Management expects biosimilar to start contributing in a meaningful
manner starting from CY24 onwards.
The U.S. FDA inspection with eight observations was triggered by pending approval of a specific product (pre-approval inspection), and the management said the observations are addressable.
Recommends 'buy’ with a target price of Rs 5,400 apiece, implying an upside of 15.6% from Friday's closing.
Strong revenue growth across India, the U.S. and RoW markets.
Strong research and development pipeline across key markets to drive growth. Large part of R&D expense to be incurred on biosimilar, said the management.
Q2 FY22 margins show marked improvement even after adjusting for licensing income.
Expects earnings momentum to continue with:
1. Certain Covid related opportunities in export markets.
2. Pick up in the U.S. generic business with cost optimisation beyond FY22.
3. Strong pipeline/new launches will drive steady growth in India and RoW markets.
Delay in key abbreviated new drug application approvals and escalation to [Form] 483s in the Duvvada unit are key risks.
In the near term, the company will look for export opportunity in countries with lower level of vaccination.
Maintains ‘buy’ with a target price of Rs 5,644 apiece, implying an upside of 21%.
In the near to medium term, Dr. Reddy's is well poised to drive growth across business segments.
India and emerging markets should grow in high single digits to low teens.

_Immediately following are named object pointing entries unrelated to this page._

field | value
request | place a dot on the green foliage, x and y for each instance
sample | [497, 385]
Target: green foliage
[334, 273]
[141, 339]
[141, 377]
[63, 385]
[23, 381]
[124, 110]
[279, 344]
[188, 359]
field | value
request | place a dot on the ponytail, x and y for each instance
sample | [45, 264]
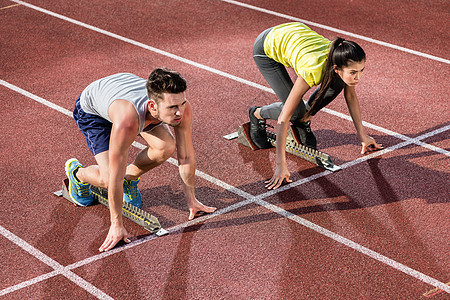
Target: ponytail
[341, 53]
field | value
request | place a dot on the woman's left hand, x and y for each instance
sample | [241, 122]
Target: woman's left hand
[369, 145]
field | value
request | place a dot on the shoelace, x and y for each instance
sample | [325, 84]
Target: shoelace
[83, 190]
[130, 190]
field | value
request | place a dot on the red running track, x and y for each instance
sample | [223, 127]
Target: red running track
[378, 229]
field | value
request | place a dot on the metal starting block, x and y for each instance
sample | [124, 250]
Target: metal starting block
[293, 146]
[137, 215]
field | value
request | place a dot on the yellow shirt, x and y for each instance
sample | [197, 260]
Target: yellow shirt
[295, 45]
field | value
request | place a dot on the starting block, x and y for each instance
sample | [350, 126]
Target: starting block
[293, 146]
[137, 215]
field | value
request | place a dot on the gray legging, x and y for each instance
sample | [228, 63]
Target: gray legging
[279, 80]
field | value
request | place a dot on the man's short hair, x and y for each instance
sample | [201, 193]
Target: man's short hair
[164, 80]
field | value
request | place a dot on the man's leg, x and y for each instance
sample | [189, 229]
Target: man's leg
[96, 175]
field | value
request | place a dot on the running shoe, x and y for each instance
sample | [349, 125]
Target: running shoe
[305, 134]
[257, 130]
[79, 192]
[131, 193]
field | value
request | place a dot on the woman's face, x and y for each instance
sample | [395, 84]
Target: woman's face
[351, 74]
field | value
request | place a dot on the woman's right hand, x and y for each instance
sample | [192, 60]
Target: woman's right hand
[281, 174]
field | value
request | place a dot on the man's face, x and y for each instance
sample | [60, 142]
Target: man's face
[170, 109]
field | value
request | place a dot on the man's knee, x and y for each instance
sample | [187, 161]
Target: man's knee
[168, 149]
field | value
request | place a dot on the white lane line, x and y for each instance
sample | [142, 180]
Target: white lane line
[59, 269]
[206, 68]
[366, 251]
[259, 200]
[361, 37]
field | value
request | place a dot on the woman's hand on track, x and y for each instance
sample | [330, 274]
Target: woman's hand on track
[369, 145]
[281, 174]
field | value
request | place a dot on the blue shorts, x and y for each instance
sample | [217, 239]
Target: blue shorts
[96, 130]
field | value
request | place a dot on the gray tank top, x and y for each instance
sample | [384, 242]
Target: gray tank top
[98, 96]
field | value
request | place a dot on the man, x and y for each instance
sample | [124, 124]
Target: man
[111, 112]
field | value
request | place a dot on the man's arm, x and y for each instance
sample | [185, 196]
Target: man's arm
[368, 143]
[186, 163]
[124, 131]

Covid products aided emerging markets performance this quarter, but the base business growth was strong too.
North America, the single-largest segment, will also benefit from high-value launches.
Expects North America sales to remain on a positive trajectory, but growth rates may decline.
China can be the surprise element. Dr. Reddy's is the only Indian company to have executed approvals under the Quality Consistency Evaluation criteria in China.
Dr. Reddy's has launched less than 10 products in China and expects to launch more than 15 products in the future.
Sputnik vaccine exports did not contribute in first half of FY22, but can be an opportunity in second half of FY22.
The company has a voluntary license to sell Molnupiravir in low middle income countries, which could as well be a meaningful
growth avenue for emerging markets business (fourth quarter FY22 onwards).
The licensing income received in the quarter is non-recurring in nature on a quarterly basis but it is recurring on an annual basis.